The mail coach brings the news of Waterloo to Beaminster!

July 11th, 2010 by admin

During the French wars, the mail coaches were used for the official dissemination of news. When the Peace of Amiens was proclaimed in 1801, the coaches carried placards announcing ‘Peace with France’. Each driver wore a sprig of laurel, emblematic of peace, in his hat.

My cousin tells me that her great-uncle, Willie Trotman, had heard at second hand of the arrival of the mail coach in Beaminster, Dorset, in late June 1815. On this occasion, the entire coach was decked in laurel, the breathless driver announcing ‘Bloody news’ – that of the victory at Waterloo – to the excited onlookers.
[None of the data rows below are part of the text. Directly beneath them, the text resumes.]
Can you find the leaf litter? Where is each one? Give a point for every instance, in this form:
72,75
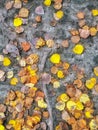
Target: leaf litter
30,107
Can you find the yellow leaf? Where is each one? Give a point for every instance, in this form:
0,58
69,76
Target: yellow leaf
42,104
64,97
93,31
60,74
47,2
55,58
79,106
88,114
13,81
10,74
95,12
6,61
59,14
78,49
60,105
93,125
71,105
17,22
12,122
56,84
2,127
90,83
96,71
84,98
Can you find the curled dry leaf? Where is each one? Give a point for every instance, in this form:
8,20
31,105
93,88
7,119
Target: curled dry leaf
24,12
75,39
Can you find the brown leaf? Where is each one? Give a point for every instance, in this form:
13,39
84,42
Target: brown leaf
9,5
65,43
71,90
24,12
75,39
45,114
80,15
84,33
2,108
17,4
81,23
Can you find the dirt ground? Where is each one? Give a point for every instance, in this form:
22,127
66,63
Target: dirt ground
88,60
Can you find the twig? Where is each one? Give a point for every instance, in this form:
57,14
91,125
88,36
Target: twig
50,123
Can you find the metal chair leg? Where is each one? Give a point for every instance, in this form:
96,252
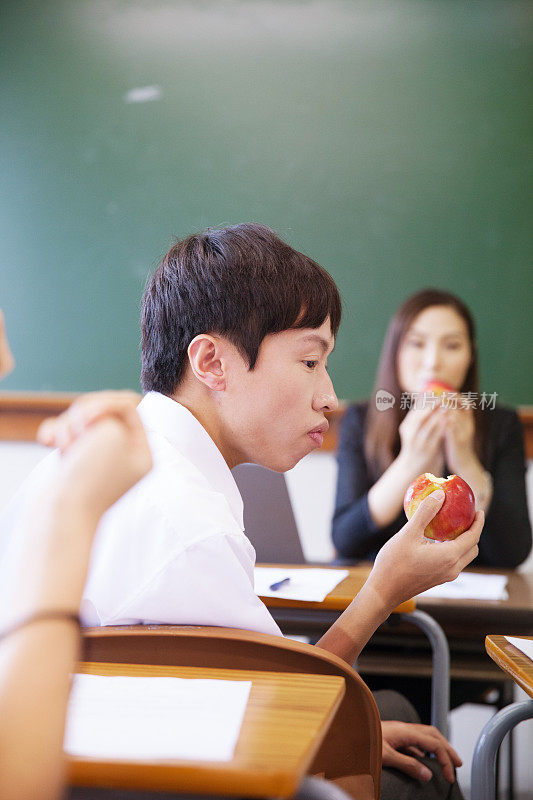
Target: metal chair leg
483,785
440,679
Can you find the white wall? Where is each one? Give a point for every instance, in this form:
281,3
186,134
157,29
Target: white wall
311,486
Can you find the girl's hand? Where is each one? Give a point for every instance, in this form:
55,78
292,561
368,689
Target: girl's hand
422,439
459,434
399,737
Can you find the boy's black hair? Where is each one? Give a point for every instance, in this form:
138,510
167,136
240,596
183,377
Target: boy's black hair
242,282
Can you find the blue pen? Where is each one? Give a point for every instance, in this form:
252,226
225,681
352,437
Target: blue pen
275,586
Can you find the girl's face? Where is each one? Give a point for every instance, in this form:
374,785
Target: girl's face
436,347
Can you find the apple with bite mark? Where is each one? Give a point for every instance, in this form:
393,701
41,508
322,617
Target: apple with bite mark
439,387
455,515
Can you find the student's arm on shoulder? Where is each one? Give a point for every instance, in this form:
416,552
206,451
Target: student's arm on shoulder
506,539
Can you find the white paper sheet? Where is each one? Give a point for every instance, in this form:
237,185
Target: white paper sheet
305,584
525,645
471,586
154,718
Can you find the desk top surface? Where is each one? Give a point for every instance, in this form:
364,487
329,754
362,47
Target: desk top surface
518,606
286,720
337,600
512,661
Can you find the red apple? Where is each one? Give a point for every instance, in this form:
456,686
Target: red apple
439,387
456,513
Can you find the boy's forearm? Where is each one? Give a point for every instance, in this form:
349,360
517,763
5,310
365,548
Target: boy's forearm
53,558
350,633
35,667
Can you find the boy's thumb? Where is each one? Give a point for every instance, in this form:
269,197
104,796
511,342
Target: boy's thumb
428,508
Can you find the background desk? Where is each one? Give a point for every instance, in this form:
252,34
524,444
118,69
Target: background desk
465,623
286,719
520,669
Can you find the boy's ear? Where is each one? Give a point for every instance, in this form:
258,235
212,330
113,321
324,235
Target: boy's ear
206,357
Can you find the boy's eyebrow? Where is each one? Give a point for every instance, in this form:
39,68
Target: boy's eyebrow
314,338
The original eyewitness is said to have been Uncle Willie’s great-grandmother, Ann Cox of Farrs, Beaminster (1770 – 1822), though I suspect that other members of his family would have remembered the event. The pace of life in country towns being rather slow, the arrival of any coach was liable to draw a crowd, if only to see who got off.

Ann Cox of Farrs was the grandmother of Ann Symes Trotman (born Cox), whose grandchildren would pester her to repeat the story, it being so unusual to hear her say ‘bloody’. Similar stories were handed down in other families, such as that of Thomas Hare (1806 – 91, pioneer of the Single Transferable Vote) who is said to have run alongside the same coach at Dorchester as a child. (So he told his grandson, Harold Clayton (1874 – 1963), who told my informant, Richard Hare (1922 – 2010).) See my ‘Dorset Families’ page for this and for a photograph of a later version of the Beaminster stagecoach.



  1. Jane Leaper says:

    Did you know that a Beaminster family was at the battle? They were the Gales: Daniel Gale and Mary (Hallett). Daniel was in the 3rd Battalion of the 95th Regiment (The Rifles). The family were Congregationalists and so it is probable that Daniel had been named after your ancestors.

    At Waterloo, while Daniel was fighting, Mary treated the wounded, helped by 5 year old Elizabeth who tore up lint for bandages. Elzabeth lived until 1904, and achieved brief fame as the last British survivor of the battle.

  2. admin says:

    I didn’t know this. How fascinating – and I love the details of the women’s involvement.

    Did you know that Hallett was one of the oldest names in the area? A John ‘Halet’ of Netherbury paid 6d Lay Subsidy in 1327.

  3. Jane Leaper says:

    No I didn’t know, although I had noticed that Hallett and Gale seem to be very common local names. I’ve only recently discovered this branch of my family tree.